Russ lounged in the control chair and stared out the vision plate. There was nothing to see, nothing to do. There hadn't been anything to see or do for days. The controls were locked at maximum and the engines still hammered their roaring song of speed and power. Before them stretched an empty gulf that probably never before had been traversed by any intelligence, certainly not by man.

Out into the mystery of interstellar space. Only it didn't seem mysterious. It was very commonplace and ordinary, almost monotonous. Russ gripped his pipe and chuckled.

There had been a day when men had maintained one couldn't go faster than light. Also, men had claimed that it would be impossible to force nature to give up the secret of material energy. But here they were, speeding along faster than light, their engines roaring with the power of material energy.

They were plowing a new space road, staking out a new path across the deserts of space, pioneering far beyond the ‘last frontier.'

Greg's steps sounded across the room. “We've gone a long way, Russ. Maybe we better begin to slow down a bit."

"Yes,” agreed Russ. He leaned forward and grasped the controls. “We'll slow down now,” he said.

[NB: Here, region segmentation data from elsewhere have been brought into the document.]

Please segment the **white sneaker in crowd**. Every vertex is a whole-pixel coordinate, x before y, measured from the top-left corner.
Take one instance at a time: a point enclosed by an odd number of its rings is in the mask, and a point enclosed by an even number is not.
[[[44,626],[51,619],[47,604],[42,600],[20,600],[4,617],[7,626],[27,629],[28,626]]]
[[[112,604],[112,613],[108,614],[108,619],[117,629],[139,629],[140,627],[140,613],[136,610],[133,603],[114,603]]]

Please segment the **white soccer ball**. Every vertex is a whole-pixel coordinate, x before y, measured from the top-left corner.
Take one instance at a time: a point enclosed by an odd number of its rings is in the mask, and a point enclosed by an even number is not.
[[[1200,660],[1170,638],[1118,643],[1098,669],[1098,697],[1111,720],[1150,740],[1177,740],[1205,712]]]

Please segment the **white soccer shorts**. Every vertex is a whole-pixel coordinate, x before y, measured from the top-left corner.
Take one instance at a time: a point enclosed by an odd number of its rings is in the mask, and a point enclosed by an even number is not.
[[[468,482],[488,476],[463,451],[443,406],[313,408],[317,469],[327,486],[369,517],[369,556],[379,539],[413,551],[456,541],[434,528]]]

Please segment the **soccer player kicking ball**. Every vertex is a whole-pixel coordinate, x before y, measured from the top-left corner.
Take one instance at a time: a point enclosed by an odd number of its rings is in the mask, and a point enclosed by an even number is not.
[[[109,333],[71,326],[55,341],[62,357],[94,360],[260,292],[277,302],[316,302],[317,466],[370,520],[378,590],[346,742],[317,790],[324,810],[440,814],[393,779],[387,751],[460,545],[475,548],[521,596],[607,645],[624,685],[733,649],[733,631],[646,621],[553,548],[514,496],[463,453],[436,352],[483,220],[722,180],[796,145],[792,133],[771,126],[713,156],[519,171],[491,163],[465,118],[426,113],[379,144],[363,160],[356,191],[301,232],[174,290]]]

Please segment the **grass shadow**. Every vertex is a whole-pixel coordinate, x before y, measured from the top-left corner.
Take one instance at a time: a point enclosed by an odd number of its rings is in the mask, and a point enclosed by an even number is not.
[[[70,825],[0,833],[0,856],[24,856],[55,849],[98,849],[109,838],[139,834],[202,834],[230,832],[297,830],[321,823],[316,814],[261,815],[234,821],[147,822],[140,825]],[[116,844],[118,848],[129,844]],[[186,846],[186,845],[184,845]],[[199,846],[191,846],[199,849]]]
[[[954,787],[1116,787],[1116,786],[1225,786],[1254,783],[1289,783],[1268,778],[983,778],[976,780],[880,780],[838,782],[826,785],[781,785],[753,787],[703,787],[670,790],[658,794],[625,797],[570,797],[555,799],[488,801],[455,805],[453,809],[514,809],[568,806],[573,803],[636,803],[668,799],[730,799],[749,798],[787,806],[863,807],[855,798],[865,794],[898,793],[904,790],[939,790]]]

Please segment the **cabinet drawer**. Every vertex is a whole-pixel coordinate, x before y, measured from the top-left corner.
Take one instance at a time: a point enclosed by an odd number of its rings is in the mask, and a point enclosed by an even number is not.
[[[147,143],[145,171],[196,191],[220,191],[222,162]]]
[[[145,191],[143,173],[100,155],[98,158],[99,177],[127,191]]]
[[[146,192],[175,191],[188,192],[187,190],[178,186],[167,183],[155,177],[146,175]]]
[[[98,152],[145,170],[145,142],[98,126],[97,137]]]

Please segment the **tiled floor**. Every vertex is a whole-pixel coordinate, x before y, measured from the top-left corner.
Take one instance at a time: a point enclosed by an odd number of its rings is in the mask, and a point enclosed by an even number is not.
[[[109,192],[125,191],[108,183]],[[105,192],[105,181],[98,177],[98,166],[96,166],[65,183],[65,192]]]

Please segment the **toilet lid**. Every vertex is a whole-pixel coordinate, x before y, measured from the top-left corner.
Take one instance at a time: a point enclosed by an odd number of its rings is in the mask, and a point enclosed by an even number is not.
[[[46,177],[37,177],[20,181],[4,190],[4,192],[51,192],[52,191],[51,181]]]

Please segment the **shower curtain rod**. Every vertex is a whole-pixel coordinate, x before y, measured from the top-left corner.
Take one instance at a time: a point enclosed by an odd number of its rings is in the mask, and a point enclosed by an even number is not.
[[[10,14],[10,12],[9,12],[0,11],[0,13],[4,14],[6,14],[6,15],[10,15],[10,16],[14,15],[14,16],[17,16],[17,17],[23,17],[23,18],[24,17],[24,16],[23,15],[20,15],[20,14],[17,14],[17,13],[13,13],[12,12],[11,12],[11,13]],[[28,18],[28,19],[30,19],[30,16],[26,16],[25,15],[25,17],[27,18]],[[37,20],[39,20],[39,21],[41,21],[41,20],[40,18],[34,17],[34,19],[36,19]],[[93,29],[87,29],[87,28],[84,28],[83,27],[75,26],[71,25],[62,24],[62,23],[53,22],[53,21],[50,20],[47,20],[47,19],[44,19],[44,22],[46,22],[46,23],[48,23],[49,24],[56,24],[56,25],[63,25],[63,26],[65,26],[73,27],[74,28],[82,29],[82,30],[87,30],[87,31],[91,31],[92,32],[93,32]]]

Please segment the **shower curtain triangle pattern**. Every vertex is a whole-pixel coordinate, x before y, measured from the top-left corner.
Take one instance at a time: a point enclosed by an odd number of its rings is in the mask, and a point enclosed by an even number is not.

Sudden silence smote the ship. Their ears, accustomed for days to the throaty roarings of the engines, rang with the torture of no sound.

Long minutes and then new sounds began to be heard… the soft humming of the single engine that provided power for the interior apparatus and the maintenance of the outer screens.

"Soon as we slow down below the speed of light,” said Greg, “well throw the televisor on Craven's ship and learn what we can about his apparatus. No use trying it now, for we couldn't use it, because we're in the same space condition it uses in normal operation."

"In fact,” laughed Russ, “we can't do much of anything except move. Energies simply can't pass through this space we're in. We're marooned."